Ivan Santos

Discussões sociais, políticas e econômicas

Ivan Santos A coluna é assinada pelo jornalista Ivan Santos e discute o processo político, econômico e social. Ela é publicada diariamente no jornal CORREIO de Uberlândia.

4/03/2012 0:05

No muro das lamentações

Jornalista

Confronto esperado por lidadores nacionais de política, entre partidários do PT e do PMDB no governo chefiado pela presidente Dilma, já começou a deixar os bastidores e aparece no planalto e nas planícies. Vários parlamentares federais do PMDB mostram-se insatisfeitos com a relação que mantêm com o Governo. Isto porque sentem que poderão perder fatias da influência que têm no Planalto. Perder para o PT, se o PMDB conquista menos prefeitos em outubro do que o Partido da Presidenta. Por causa disto, nesta semana, 45 deputados do PMDB assinaram um manifesto no qual protestam contra a hegemonia petista no Governo. No texto do manifesto, que deverá ser entregue à senhora presidenta Dilma e ao vice-presidente Temer – presidente licenciado do Partido – os parlamentares reclamam do “tratamento desigual e injusto” que recebem no Governo. Os insatisfeitos, que até hoje reclamaram em particular atrás dos biombos do Palácio do Planalto e nos corredores das duas Casas do Congresso, decidiram ir de corpo inteiro ao muro das lamentações, dispostos a desfiar quem manda e não pede. O protesto tem por fim alertar à presidenta que, em política, u’a mão lava a outra e as duas lavam o rosto. Nenhum político aceita andar por ruas, becos, avenidas ou veredas com a cara suja e as mãos vazias. Apoio tem preço. Alguns se animam a lembrar do que aconteceu com Jânio Quadros e com o “Caçador de Marajás”, Fernando Collor, que ficaram isolados no Cerradão. O PT e o PMDB podem ter que enfrentar novo bu-bu-bu no bo-bo-bó.

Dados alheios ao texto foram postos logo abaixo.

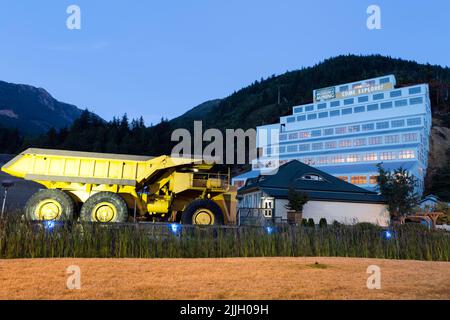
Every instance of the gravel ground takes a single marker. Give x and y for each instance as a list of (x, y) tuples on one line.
[(229, 278)]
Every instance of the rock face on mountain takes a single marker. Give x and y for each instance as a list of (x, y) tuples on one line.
[(439, 147), (33, 110)]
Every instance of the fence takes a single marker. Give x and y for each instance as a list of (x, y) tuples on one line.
[(21, 239)]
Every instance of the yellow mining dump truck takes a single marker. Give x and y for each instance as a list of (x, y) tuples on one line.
[(100, 187)]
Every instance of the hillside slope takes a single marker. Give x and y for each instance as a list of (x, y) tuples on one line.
[(33, 110)]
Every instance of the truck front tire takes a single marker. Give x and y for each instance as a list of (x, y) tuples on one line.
[(202, 212), (105, 207), (50, 204)]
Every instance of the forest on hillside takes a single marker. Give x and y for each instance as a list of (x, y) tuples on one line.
[(262, 102)]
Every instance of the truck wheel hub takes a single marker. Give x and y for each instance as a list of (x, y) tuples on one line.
[(203, 217), (48, 209), (104, 212)]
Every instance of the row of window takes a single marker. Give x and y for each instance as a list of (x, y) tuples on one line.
[(345, 158), (346, 143), (350, 129), (361, 180), (362, 99), (358, 109)]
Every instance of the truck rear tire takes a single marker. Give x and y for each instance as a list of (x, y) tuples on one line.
[(202, 212), (50, 204), (105, 207)]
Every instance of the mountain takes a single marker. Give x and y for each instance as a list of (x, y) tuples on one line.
[(263, 102), (33, 110)]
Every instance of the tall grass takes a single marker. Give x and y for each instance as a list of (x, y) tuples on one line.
[(21, 239)]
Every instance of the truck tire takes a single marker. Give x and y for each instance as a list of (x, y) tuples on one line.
[(105, 207), (50, 204), (202, 212)]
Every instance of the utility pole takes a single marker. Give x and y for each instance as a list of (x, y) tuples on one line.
[(6, 185)]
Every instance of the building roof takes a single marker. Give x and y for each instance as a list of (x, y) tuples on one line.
[(294, 174)]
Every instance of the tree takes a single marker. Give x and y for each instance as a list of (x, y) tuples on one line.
[(397, 188)]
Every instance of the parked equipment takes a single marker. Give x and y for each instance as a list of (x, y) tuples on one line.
[(101, 187)]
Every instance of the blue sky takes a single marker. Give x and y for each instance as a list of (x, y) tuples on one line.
[(160, 58)]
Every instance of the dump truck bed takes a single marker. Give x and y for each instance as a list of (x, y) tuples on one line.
[(88, 167)]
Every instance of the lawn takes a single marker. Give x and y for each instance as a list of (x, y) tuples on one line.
[(224, 278)]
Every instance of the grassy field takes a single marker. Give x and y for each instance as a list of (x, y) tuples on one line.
[(225, 278)]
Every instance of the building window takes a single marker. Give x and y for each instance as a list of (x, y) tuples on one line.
[(316, 133), (358, 179), (389, 155), (378, 96), (368, 127), (304, 135), (373, 179), (360, 109), (414, 122), (349, 101), (371, 156), (363, 99), (303, 147), (382, 125), (401, 103), (372, 107), (397, 123), (386, 105), (375, 140), (345, 143), (335, 113), (341, 130), (323, 115), (392, 139), (409, 137), (415, 90), (331, 145), (335, 104), (328, 132), (317, 146), (417, 100), (359, 142), (396, 93), (337, 159), (406, 154), (353, 158)]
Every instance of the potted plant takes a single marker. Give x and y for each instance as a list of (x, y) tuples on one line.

Será?

Poder de líder

O PT, como partido líder de uma coligação que conquistou o poder político, sente-se dono do pedaço, senhor da razão com direito a dar as cartas no jogo e determinar as regras de convivência. Na prática, o temor dos insatisfeitos do PMDB é ceder terreno ao PT nas próximas eleições e, por isto, perder importância no Condomínio do Planalto.

Trucada

Não sem motivo, os insatisfeitos do PMDB proclamam no manifesto: “Nós estamos vivendo numa encruzilhada onde o PT se prepara com ampla estrutura governamental para tirar do PMDB o protagonismo municipalista e assumir seu lugar como o maior partido com base municipal no País”. Isto explica a questão ao vivo e a cores.

Brilho do sol

As relações entre deputados do PMDB parecem agitadas como briga de casal. Nada que a presidente Dilma, que tem poder para nomear, demitir e liberar recursos do Orçamento da República, não possa contornar. Para acalmar as feras bastará desaquecer a liberação dos recursos das emendas parlamentares. Essa mágica fará o sol brilhar com amenidade.